– Опомнись, Марта! Как тебе не стыдно? Да пусть будет у нас семилетняя, а не то хоть тридцатилетняя война, только бы в конце концов победило наше оружие и мы сами продиктовали условия мира. Зачем же люди идут на войну? Уж, конечно, не затем, чтоб как можно скорее ее покончить! Тогда лучше просто сидеть дома.
– И это было бы, действительно, самое благоразумное, – со вздохом подтвердила я.

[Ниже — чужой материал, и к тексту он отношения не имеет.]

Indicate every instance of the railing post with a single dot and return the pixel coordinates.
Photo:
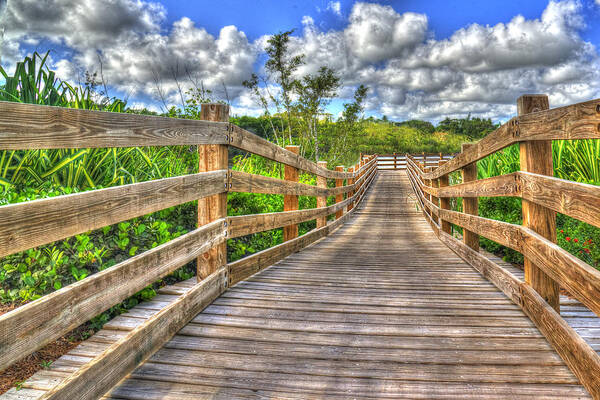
(470, 204)
(536, 157)
(212, 157)
(427, 182)
(322, 200)
(339, 197)
(444, 201)
(290, 201)
(435, 200)
(350, 194)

– Ах, бабы, бабы, что вы за малодушный народ! Даже ты никуда не годишься в этом отношении, а уж ведь, кажется, воспитана в строгих правилах чести и в любви к отечеству. Но для тебя личное спокойствие выше благоденствия и славы родной земли.
– Да, если б я не любила так горячо своего Арно!…
– Супружеская и семейная любовь – вещи безусловно прекрасные… но в данном случае их следует отодвигать на второй план…
– Полно – так ли?
VI.
В списки убитых попало уже много имен лично знакомых мне людей. Между прочим, я нашла там фамилию единственного сына одной почтенной старушки, пользовавшейся моим искренним расположетем. Вскоре после того, я собралась ее навестить. Для меня этот визит был очень тяжел. Утешать в невозвратной потере невозможно и потому остается только плакать вместе с оставшимися. Но это был долг искренней дружбы, и я заставила себя идти. Однако у дверей квартиры г-жи фон-Ульсман на меня снова напала нерешительность. В последний раз мы приезжали сюда на вечеринку с танцами и веселились от души. Сама почтенная хозяйка, радушная и приветливая, не отставала от гостей. "Знаешь, Марта, – сказала она мне самым веселым тоном, – мы с тобой две счастливейших женщины в Вене. У тебя муж красавец, какого не сыскать, а у меня великолепнейший сын". А теперь? Конечно, мой Арно еще жив… но впрочем, кто знает? Ведь бомбы и гранаты летают там ежеминутно: может быть, одна из них не дальше, как сегодня, сделала меня вдовою… И я расплакалась у чужого порога, не смее позвонить. Как раз подходящее вступление для печального визита. Наконец, я дернула ручку звонка. За дверьми тихо. Я звоню вторично. Опять ничего.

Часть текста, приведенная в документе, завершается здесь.